6.1.6. Über den rechtlichen Rahmen hinaus: Ethik, FAIR-Prinzipien und die FU-Forschungsdaten-Policy#

An der FU gibt es neben einem Datenschutzbeautragten auch Mitarbeitende in der Universitätsbibliothek und der ZEDAT, die Angehörige der FU beim Forschungsdatenmanagement unterstützen. Die FU hat eine eigene Forschungsdaten-Policy, in der Leitlinien zum Umgang mit Forschungsdaten für Angehörige der FU festgelegt werden. Darunter zählt zum Beispiel auch die Orientierung an den sogenannten FAIR-Prinzipien. Was ist damit gemeint? 2016 haben sich einige Wissenschaftler:innen und Forschungsinstitute zu einem Konsortium zusammengeschlossen und in der Zeitschrift Scientific Data eine Reihe Prinzipien definiert, die sicherstellen sollen, dass die großen Mengen digitaler Forschungsdaten, die in den letzten Jahren produziert wurden, auch für die Zukunft zugänglich und nachnutzbar sind. Diese Prinzipien werden mit dem Akronym FAIR abgekürzt, das für Findable, Accessible, Interoperable und Reusable steht. Was diese Prinzipien im Einzelnen umfassen, könnt ihr hier nachlesen.

Einen Schritt zur Einhaltung der FAIR-Prinzipien in euren Web Scraping-Projekten habt ihr schon vorgenommen: Die Verwendung von virtuellen Umgebungen stellt sicher, dass eure Skripte später wiederverwendbar, also reusable, sind. Das Prinzip der Reusability umfasst nämlich auch die Möglichkeit zur “Reproducibility”, also die Möglichkeit, eine Forschung anhand der bereitgestellten Daten “nachzubauen”. “Reproducibility” wird von der US-amerikanischen National Science Foundation definiert als:

The ability for a researcher to replicate the results of a prior study using the same materials and procedures used by the original investigator.

Quelle: National Science Foundation (2015), zitiert in Harvard University, Reproducibility and Reusability.

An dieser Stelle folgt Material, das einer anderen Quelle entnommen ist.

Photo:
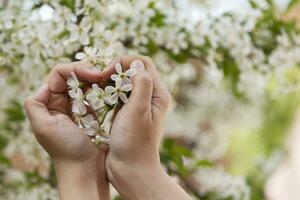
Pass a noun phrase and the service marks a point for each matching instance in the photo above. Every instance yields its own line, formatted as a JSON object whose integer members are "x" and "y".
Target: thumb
{"x": 141, "y": 95}
{"x": 35, "y": 106}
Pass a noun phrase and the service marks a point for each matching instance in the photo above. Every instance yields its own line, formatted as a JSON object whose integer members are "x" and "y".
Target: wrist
{"x": 80, "y": 181}
{"x": 132, "y": 181}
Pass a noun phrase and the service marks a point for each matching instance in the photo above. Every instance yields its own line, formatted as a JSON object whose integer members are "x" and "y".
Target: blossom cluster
{"x": 91, "y": 109}
{"x": 217, "y": 69}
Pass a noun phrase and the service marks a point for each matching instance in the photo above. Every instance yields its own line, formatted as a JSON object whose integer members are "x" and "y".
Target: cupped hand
{"x": 76, "y": 159}
{"x": 133, "y": 163}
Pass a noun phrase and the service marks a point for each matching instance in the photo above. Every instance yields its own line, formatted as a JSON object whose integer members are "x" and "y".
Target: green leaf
{"x": 293, "y": 3}
{"x": 14, "y": 112}
{"x": 68, "y": 3}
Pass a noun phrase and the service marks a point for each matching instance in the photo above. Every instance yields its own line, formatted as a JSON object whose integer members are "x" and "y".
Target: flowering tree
{"x": 228, "y": 75}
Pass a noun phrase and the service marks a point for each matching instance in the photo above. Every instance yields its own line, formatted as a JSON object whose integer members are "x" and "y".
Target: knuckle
{"x": 27, "y": 103}
{"x": 164, "y": 98}
{"x": 148, "y": 60}
{"x": 57, "y": 66}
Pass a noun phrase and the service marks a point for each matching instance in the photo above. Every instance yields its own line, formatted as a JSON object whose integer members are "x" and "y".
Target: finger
{"x": 161, "y": 97}
{"x": 141, "y": 96}
{"x": 36, "y": 108}
{"x": 61, "y": 72}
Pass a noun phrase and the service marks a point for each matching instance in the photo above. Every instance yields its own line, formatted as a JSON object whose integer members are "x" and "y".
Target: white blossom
{"x": 119, "y": 91}
{"x": 123, "y": 76}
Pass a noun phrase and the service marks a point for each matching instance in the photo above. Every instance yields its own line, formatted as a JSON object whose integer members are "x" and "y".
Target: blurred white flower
{"x": 123, "y": 76}
{"x": 96, "y": 97}
{"x": 73, "y": 82}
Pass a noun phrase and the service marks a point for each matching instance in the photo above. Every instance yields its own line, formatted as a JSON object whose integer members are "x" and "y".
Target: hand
{"x": 80, "y": 166}
{"x": 133, "y": 163}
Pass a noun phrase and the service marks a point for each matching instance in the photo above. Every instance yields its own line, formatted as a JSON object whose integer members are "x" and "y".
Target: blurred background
{"x": 231, "y": 66}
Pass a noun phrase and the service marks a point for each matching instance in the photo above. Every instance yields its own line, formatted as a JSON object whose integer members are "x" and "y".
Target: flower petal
{"x": 118, "y": 82}
{"x": 130, "y": 72}
{"x": 80, "y": 56}
{"x": 118, "y": 68}
{"x": 123, "y": 97}
{"x": 110, "y": 89}
{"x": 114, "y": 98}
{"x": 114, "y": 77}
{"x": 127, "y": 87}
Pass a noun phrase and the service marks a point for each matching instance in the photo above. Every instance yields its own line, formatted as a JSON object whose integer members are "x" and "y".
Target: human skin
{"x": 79, "y": 165}
{"x": 133, "y": 163}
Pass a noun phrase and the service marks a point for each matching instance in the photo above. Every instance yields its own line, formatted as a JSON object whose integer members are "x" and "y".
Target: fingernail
{"x": 40, "y": 94}
{"x": 138, "y": 65}
{"x": 95, "y": 70}
{"x": 42, "y": 89}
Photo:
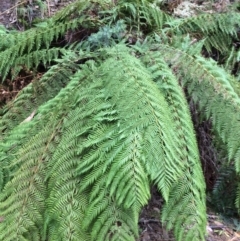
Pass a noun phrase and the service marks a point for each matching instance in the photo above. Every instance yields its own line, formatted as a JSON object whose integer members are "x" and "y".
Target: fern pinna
{"x": 81, "y": 146}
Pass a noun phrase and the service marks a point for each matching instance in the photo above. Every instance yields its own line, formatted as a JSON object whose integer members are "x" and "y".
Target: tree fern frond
{"x": 217, "y": 33}
{"x": 23, "y": 199}
{"x": 35, "y": 94}
{"x": 29, "y": 44}
{"x": 192, "y": 193}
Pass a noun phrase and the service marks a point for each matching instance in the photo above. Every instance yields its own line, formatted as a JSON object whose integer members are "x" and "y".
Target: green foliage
{"x": 81, "y": 146}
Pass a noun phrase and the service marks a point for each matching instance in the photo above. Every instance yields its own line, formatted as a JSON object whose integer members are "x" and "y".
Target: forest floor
{"x": 15, "y": 14}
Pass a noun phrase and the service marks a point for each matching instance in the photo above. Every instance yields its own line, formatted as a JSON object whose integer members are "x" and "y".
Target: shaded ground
{"x": 151, "y": 228}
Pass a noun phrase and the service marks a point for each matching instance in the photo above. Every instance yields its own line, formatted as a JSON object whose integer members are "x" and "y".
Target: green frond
{"x": 218, "y": 32}
{"x": 186, "y": 206}
{"x": 32, "y": 46}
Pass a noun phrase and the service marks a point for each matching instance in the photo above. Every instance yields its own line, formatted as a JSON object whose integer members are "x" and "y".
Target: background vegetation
{"x": 101, "y": 101}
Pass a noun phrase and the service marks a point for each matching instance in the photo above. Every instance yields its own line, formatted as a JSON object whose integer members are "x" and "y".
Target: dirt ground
{"x": 151, "y": 228}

6.1.7. Zusammenfassung: Before you scrape…#

Web Scraping bewegt sich als relativ neue Methode zur Beschaffung von Forschungsdaten noch immer in einer rechtlichen Grauzone. Um auf der sicheren Seite zu sein, sollte man sich vor jedem Webscraping-Projekt folgende Fragen stellen:

  • Welche Daten brauche ich in welcher Form?

  • Unterliegen die Daten einem bestimmten Schutz (Urheberrecht, Datenschutz)?

  • Kann ich gewährleisten, dass ich die Daten rechtskonform verarbeiten und speichern kann?

  • Gibt es mögliche Gefahren für die betroffenen Personen, falls ich den Schutz der Daten nicht gewährleisten kann?

  • Welche Einschränkungen sind in der robots.txt der Seite definiert?

6.1.7.1. Quellen#

  1. DSGVO, Art. 4: Begriffsbestimmungen. 2018. URL: https://dsgvo-gesetz.de/art-4-dsgvo/.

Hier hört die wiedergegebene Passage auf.